Por Sergio Etchegoyen
Publicado em: 18.09.2020 às 07:42 Última atualização: 18.09.2020 às 12:46

A sina da sociedade é evoluir, como tudo na natureza. É um processo perene e inevitável, impulsionado por fatores variadíssimos, desde aqueles alheios à vontade humana, uma pandemia, por exemplo, até os que a ciência ou próprio comportamento social promovem.

Evoluindo em busca da melhor solução adaptativa a humanidade chegou até aqui, rompendo limites nem de longe imaginados pelos nossos antecessores.

A profundidade, extensão e velocidade crescente do conhecimento humano alavancaram esse movimento de forma exponencial e nos forçaram a intermináveis discussões acerca dos limites éticos que envolvem desde questões práticas, o home-office está entre elas, a outras mais graves, que trarão repercussões para a caminhada da humanidade, como a liberação das drogas ilícitas.

É muito difícil posicionar-se sobre todos os assuntos deste inexorável tsunami evolutivo que nos empurra para o futuro, mas é irrenunciável dever de cidadania acompanhar e estar atento para recusar caminhos cujos riscos superam as vantagens para a sociedade com um todo, particularmente durante as disputas eleitorais.

Está em discussão no Congresso Nacional um projeto de lei que trata da liberação do plantio da maconha para uso medicinal. Uma iniciativa maliciosamente embrulhada em causas comovedoras, posições ideológicas falsamente generosas e descabidas questões identitárias que omitem fatos e escondem dados ao arrepio da boa ciência, que indica o grave equívoco da medida.

A maconha é uma droga de efeitos reconhecidamente danosos e permanentes para os seus usuários, como atestam inúmeros estudos científicos. Por essa razão, o psiquiatra Valentim Gentil, uma das maiores autoridades brasileiras no assunto, chefe do Departamento de Psiquiatria da Faculdade de Medicina da USP, a define como a mais danosa das drogas.

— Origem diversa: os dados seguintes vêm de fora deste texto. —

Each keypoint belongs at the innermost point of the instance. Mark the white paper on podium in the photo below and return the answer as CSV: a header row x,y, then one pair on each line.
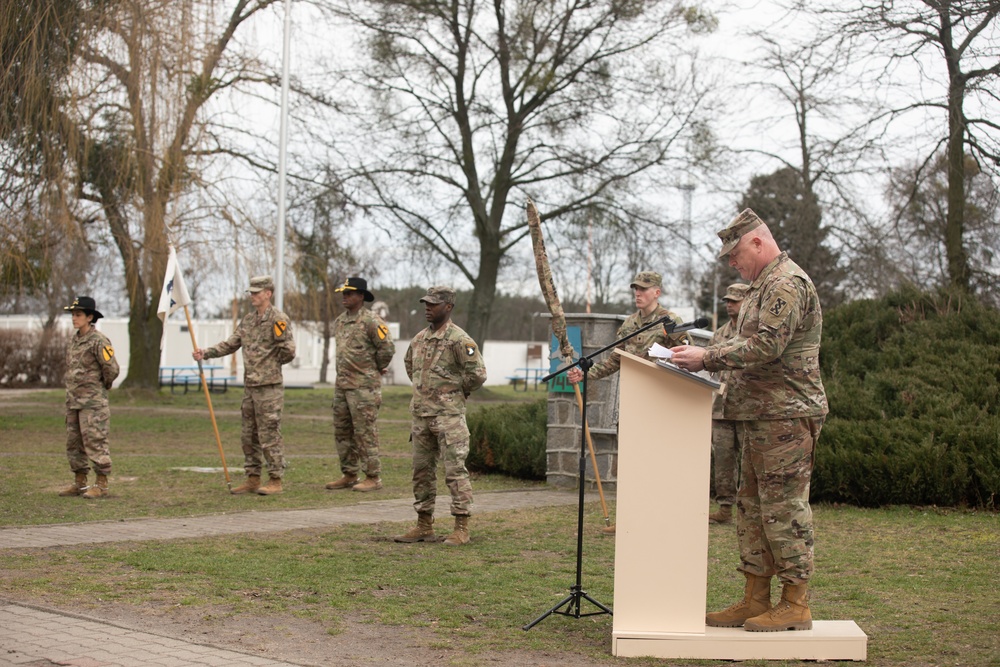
x,y
657,351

A cannabis sativa tem 480 princípios ativos na sua composição e apenas um é utilizado para fins terapêuticos, o canabidiol, substância que já está sendo sintetizada pelo laboratório Pratt-Donaduzzi, o maior produtor de medicamentos genéricos do Brasil.

A larga maioria de crimes contra a vida ligados ao consumo de drogas são perpetrados por usuários em estado de alteração de consciência, a legalização não terá como modificar este fato. O Uruguai sofre desde a legalização com aumento inusitado da criminalidade.

Imaginar que torná-la legal produzirá danos às organizações criminosas é ingenuidade que não encontra respaldo nos fatos. Cigarro e álcool são duas drogas legalizadas e alimentam uma pesada e lucrativa cadeia de contrabando e falsificação.

Legalização de drogas é assunto de extrema gravidade, não pode ser discutido com leviandade e em bases falaciosas.